Vous me ferez plaisir de m’apprendre à quel point M. de Maupertuis est satisfait, et ce que Sa Majesté prussienne a ajouté à la manière distinguée dont elle l’a toujours traité. Vous pouvez me parler avec une liberté entière, et compter sur ma discrétion comme sur mon zèle.

Les vers qui regardent le roi de Prusse, et qui sont en manuscrit à quelques exemplaires de la Henriade, ne sont plus convenables[1] : ils n’étaient faits que pour un prince philosophe et pacifique, et non pour un roi philosophe et conquérant. Il ne me siérait plus de blâmer la guerre, en m’adressant à un jeune monarque qui la fait avec tant de gloire.

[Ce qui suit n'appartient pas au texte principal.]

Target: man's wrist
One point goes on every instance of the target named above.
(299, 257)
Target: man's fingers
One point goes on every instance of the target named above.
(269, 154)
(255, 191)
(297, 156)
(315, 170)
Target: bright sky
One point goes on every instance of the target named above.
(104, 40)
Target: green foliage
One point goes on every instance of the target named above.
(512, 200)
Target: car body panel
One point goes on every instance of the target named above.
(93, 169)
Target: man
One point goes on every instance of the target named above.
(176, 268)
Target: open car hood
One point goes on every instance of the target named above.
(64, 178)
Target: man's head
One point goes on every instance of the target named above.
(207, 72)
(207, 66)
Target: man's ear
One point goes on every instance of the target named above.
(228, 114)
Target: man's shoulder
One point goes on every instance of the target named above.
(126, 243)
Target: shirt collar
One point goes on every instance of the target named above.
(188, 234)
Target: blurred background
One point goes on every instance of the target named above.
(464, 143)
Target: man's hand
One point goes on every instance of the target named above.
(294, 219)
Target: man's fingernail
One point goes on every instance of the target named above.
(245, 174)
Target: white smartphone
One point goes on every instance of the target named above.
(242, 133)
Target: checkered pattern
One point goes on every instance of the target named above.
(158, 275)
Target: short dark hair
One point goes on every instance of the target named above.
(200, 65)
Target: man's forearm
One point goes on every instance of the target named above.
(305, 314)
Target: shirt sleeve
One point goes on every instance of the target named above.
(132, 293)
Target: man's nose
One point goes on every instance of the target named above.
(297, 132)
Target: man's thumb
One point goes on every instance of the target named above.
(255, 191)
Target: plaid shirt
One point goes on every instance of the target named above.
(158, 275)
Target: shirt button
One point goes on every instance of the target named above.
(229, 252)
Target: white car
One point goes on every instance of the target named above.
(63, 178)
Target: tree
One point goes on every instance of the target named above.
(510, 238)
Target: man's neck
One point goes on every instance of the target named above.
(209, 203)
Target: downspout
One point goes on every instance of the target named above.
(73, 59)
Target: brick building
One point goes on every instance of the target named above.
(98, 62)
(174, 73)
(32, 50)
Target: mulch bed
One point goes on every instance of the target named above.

Vous savez d’ailleurs qu’il avait fait commencer une édition gravée de la Henriade. Je ne sais si les affaires importantes qui l’occupent lui permettront de continuer[2] à me faire cet honneur ; mais, soit qu’on la réimprime à Berlin, soit qu’on la grave en Angleterre, je ne pourrai me dispenser de changer cette dédicace d’une manière convenable au sujet et au temps.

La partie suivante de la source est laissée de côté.